Gov. Jerry Brown made history Sept. 30 by signing a bill into law that requires major California-based companies to have female directors on their boards.

The law, known as SB 826, is a first of its kind in the country and calls for publicly traded companies with headquarters in the state to maintain at least one woman on their boards by the end of 2019.

That number would increase to two women on boards of five – and three women on boards of six or more – by the end of 2021. Companies that don’t meet the board requirement will face financial penalties. This comes as welcome news, but it is also long overdue.

Only 17.9 percent of corporate directors at Fortune 1000 companies are women, according to the 2020 Women on Boards campaign. It’s slightly higher in California, with 20.8 percent of board seats held by women. This is a very small number when you consider that women account for 47 percent of the U.S. workforce, and more than 40 percent hold management or professional positions, according to U.S. Department of Labor.

The new California legislation has a multitude of benefits, and not all are just for women:

Having more women on boards can improve your bottom line. A 2017 study by MSCI Inc., found U.S. companies with three or more female directors reported earnings per share that were 45 percent higher than those companies with no female directors at the beginning of the period. A 2016 Credit Suisse report stated companies with more female executives in decision-making positions generate stronger market returns; for example, when women accounted for 25 percent of senior leadership, they outperformed at a compound annual growth rate of 2.8 percent over a three-year period, and that jumps to 10.3 percent at companies where more than 50 percent of senior leaders are women.

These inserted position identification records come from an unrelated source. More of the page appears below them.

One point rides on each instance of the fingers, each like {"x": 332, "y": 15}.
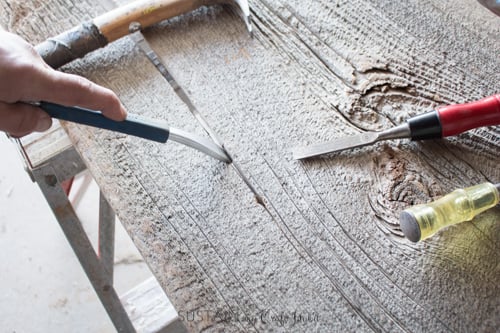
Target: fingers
{"x": 20, "y": 119}
{"x": 72, "y": 90}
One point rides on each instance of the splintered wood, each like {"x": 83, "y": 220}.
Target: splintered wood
{"x": 325, "y": 253}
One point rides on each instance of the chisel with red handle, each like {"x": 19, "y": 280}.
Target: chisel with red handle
{"x": 444, "y": 121}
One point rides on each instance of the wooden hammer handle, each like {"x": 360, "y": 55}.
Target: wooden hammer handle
{"x": 106, "y": 28}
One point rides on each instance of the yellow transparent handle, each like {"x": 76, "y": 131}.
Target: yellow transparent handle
{"x": 422, "y": 221}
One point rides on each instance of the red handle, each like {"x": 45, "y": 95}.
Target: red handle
{"x": 458, "y": 118}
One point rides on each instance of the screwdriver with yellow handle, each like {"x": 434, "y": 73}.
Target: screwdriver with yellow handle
{"x": 445, "y": 121}
{"x": 422, "y": 221}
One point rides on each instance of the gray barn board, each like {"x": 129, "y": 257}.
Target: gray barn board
{"x": 324, "y": 253}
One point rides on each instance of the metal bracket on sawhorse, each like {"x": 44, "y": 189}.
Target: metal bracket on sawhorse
{"x": 50, "y": 160}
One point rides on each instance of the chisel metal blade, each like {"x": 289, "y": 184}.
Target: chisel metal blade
{"x": 199, "y": 143}
{"x": 354, "y": 141}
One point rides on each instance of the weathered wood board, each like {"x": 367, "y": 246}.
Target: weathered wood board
{"x": 325, "y": 252}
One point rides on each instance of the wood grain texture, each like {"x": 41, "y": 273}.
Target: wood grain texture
{"x": 325, "y": 253}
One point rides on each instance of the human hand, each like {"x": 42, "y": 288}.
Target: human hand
{"x": 493, "y": 5}
{"x": 25, "y": 77}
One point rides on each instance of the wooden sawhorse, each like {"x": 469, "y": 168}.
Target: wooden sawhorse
{"x": 50, "y": 160}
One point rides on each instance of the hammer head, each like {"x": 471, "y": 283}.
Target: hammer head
{"x": 241, "y": 7}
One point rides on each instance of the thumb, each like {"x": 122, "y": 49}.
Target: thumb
{"x": 20, "y": 119}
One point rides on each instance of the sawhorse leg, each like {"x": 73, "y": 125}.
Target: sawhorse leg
{"x": 131, "y": 312}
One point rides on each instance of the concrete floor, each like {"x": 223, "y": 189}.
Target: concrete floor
{"x": 43, "y": 287}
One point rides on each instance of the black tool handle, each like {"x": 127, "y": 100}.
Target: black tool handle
{"x": 425, "y": 126}
{"x": 133, "y": 125}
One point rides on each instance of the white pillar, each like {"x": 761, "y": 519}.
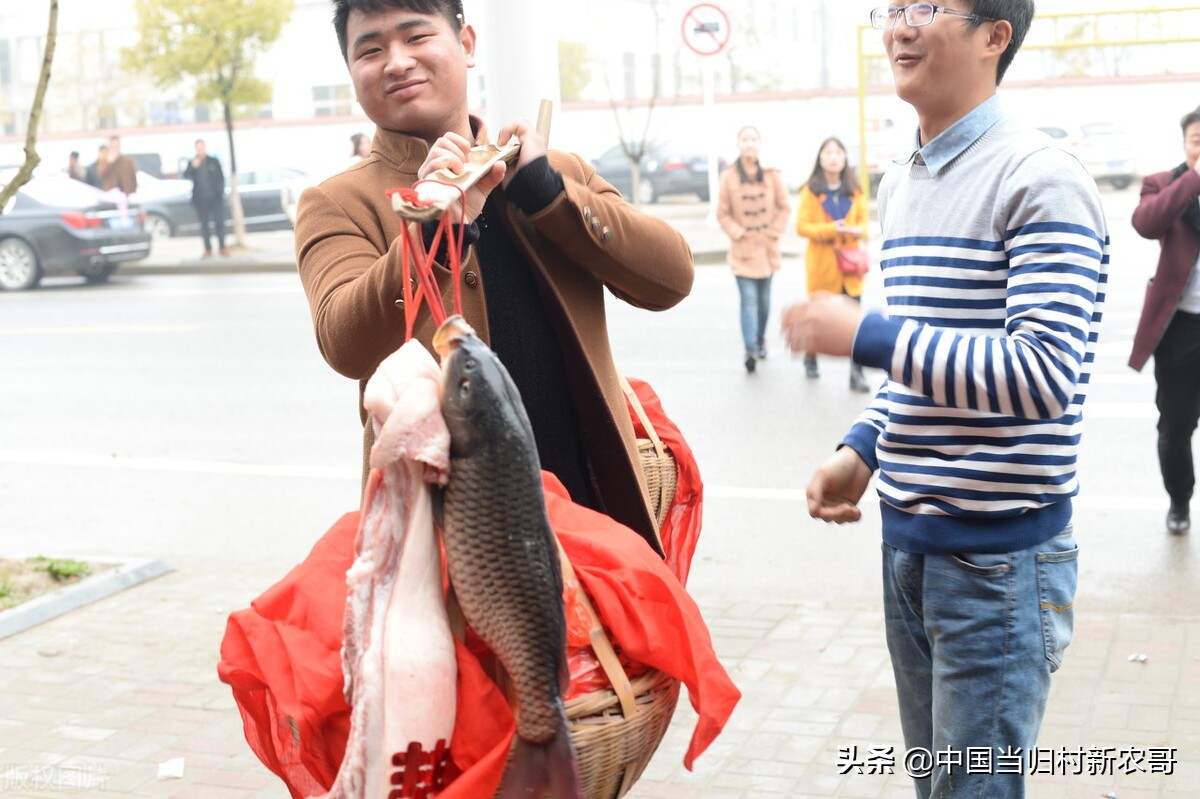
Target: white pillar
{"x": 516, "y": 55}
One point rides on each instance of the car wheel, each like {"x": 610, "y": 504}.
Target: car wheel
{"x": 157, "y": 226}
{"x": 18, "y": 266}
{"x": 97, "y": 272}
{"x": 646, "y": 193}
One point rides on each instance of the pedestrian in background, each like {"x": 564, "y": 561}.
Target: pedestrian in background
{"x": 118, "y": 170}
{"x": 91, "y": 176}
{"x": 360, "y": 146}
{"x": 1169, "y": 210}
{"x": 832, "y": 214}
{"x": 75, "y": 169}
{"x": 753, "y": 210}
{"x": 208, "y": 197}
{"x": 996, "y": 264}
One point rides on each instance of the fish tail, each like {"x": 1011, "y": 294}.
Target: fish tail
{"x": 538, "y": 770}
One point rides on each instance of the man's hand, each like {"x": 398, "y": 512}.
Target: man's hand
{"x": 837, "y": 486}
{"x": 451, "y": 152}
{"x": 533, "y": 146}
{"x": 826, "y": 324}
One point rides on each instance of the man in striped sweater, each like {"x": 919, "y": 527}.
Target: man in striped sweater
{"x": 995, "y": 259}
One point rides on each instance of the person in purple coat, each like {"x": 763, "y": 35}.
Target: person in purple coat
{"x": 1169, "y": 328}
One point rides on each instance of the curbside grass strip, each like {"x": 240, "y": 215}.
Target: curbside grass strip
{"x": 69, "y": 598}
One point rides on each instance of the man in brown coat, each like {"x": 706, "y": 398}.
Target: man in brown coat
{"x": 118, "y": 170}
{"x": 1169, "y": 328}
{"x": 547, "y": 236}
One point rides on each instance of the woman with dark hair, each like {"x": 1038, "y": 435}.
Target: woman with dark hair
{"x": 833, "y": 214}
{"x": 753, "y": 210}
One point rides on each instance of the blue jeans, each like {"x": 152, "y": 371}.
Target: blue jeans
{"x": 973, "y": 641}
{"x": 755, "y": 307}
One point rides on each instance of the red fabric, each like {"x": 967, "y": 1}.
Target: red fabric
{"x": 282, "y": 655}
{"x": 681, "y": 528}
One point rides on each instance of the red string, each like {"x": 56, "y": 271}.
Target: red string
{"x": 414, "y": 253}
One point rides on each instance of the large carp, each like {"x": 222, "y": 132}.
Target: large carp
{"x": 502, "y": 557}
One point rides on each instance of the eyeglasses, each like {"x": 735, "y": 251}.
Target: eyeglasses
{"x": 916, "y": 16}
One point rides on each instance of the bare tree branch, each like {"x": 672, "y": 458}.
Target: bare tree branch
{"x": 35, "y": 113}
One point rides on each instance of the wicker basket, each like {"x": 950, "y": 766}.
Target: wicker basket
{"x": 617, "y": 730}
{"x": 658, "y": 463}
{"x": 613, "y": 743}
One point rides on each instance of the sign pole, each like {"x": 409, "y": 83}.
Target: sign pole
{"x": 713, "y": 150}
{"x": 706, "y": 31}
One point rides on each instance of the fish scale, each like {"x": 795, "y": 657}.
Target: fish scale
{"x": 503, "y": 559}
{"x": 508, "y": 613}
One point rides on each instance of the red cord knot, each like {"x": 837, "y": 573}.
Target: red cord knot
{"x": 420, "y": 774}
{"x": 409, "y": 196}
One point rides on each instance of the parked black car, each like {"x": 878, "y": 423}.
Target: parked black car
{"x": 666, "y": 169}
{"x": 59, "y": 226}
{"x": 264, "y": 196}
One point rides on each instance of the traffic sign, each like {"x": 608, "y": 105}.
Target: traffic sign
{"x": 706, "y": 29}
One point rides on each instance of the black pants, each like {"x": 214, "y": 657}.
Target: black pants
{"x": 211, "y": 215}
{"x": 1177, "y": 373}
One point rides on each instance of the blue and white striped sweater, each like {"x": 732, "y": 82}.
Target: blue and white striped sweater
{"x": 994, "y": 272}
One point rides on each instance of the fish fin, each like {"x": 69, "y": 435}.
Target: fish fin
{"x": 438, "y": 504}
{"x": 538, "y": 770}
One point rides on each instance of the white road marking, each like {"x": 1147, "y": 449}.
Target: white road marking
{"x": 96, "y": 330}
{"x": 27, "y": 457}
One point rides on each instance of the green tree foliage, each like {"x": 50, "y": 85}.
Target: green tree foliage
{"x": 211, "y": 43}
{"x": 574, "y": 70}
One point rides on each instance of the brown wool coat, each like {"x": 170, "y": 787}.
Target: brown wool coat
{"x": 754, "y": 216}
{"x": 587, "y": 240}
{"x": 120, "y": 174}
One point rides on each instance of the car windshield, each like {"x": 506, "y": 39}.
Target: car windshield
{"x": 1101, "y": 128}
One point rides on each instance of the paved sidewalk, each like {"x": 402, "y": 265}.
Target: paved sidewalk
{"x": 112, "y": 698}
{"x": 99, "y": 701}
{"x": 275, "y": 251}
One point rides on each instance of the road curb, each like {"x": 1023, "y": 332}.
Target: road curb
{"x": 208, "y": 269}
{"x": 126, "y": 574}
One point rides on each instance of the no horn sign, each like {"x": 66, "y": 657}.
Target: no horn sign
{"x": 706, "y": 29}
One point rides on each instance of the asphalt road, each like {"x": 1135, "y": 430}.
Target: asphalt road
{"x": 191, "y": 418}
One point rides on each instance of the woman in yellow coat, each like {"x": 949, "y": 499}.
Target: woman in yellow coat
{"x": 753, "y": 210}
{"x": 833, "y": 214}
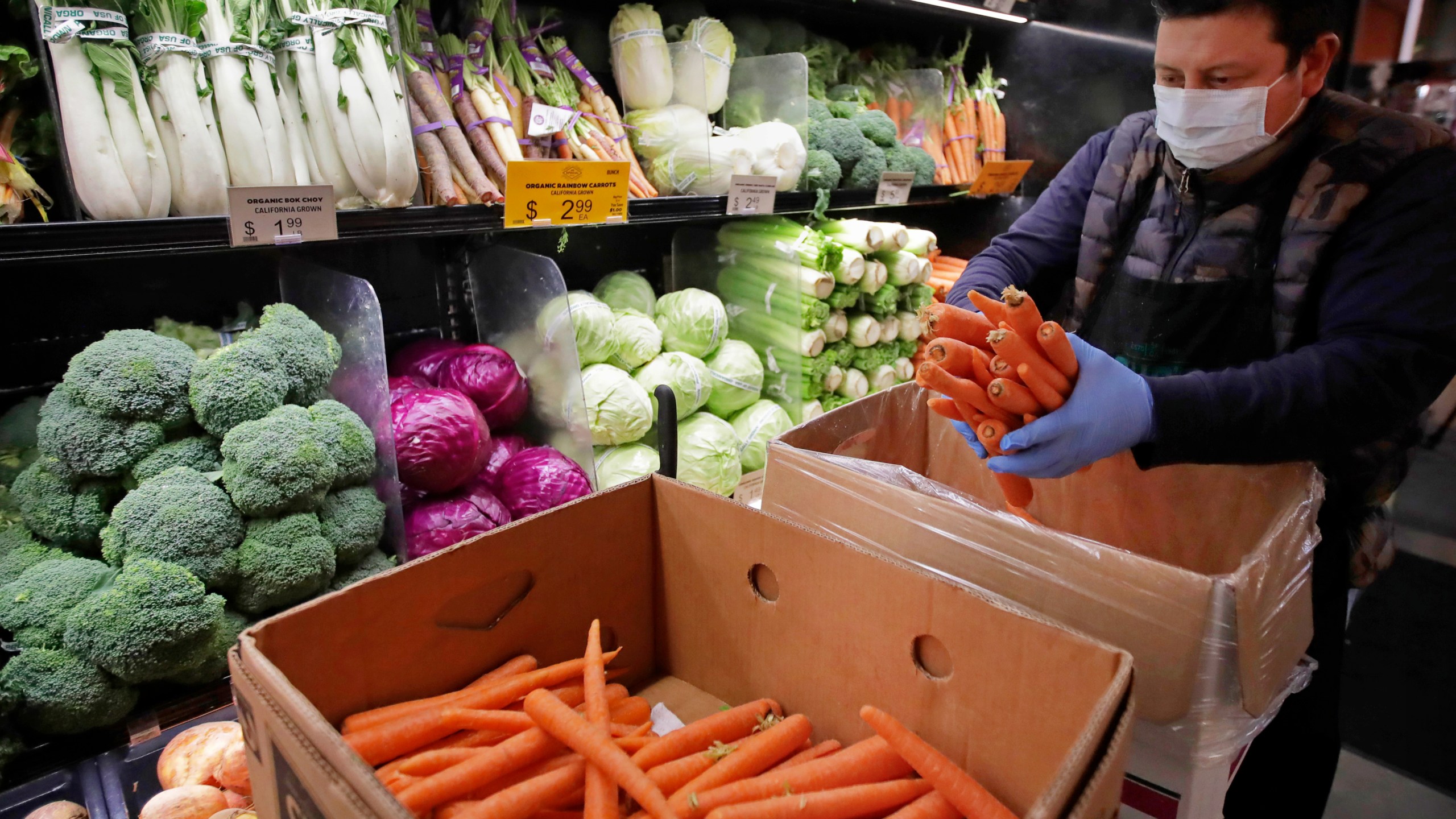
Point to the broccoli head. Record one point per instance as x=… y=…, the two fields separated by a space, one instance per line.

The new law will encourage more women to aspire to leadership positions. Women want role models that look like them. Many of my female students have said to me, “If I don’t see a woman in a position that I might aspire to, I am far less likely to try to achieve that position.” If we put more women on boards, those young women will see their role models enacting leadership.

Women making important decisions will positively influence the organizational culture. When a company makes a commitment to gender diversity at the board level, that commitment is far more likely to span the entire corporation. When a company doesn’t make that same commitment to gender diversity, then women have a much more difficult time advancing into leadership roles. Ultimately, it has to do with embedding diversity and inclusion into the fabric of the organization. This level of commitment results in a sustained organizational culture where everyone can flourish and reach their highest potential. An organization rich in diversity, in all its forms, from the top and all across the enterprise, attracts the best talent, is more agile and is better able to adapt to changing market conditions.

Requiring women on boards of California companies will cascade and lead to change in other states and nations. California is a leader on many issues, and gender equity is no exception. This legislation will not only create change at the top, but the benefits, as noted above, will trickle down.

California companies will benefit from more women on their boards because advancing women is just good business.

Dr. Bernice Ledbetter is director of the Center for Women in Leadership at Pepperdine Graziadio Business School.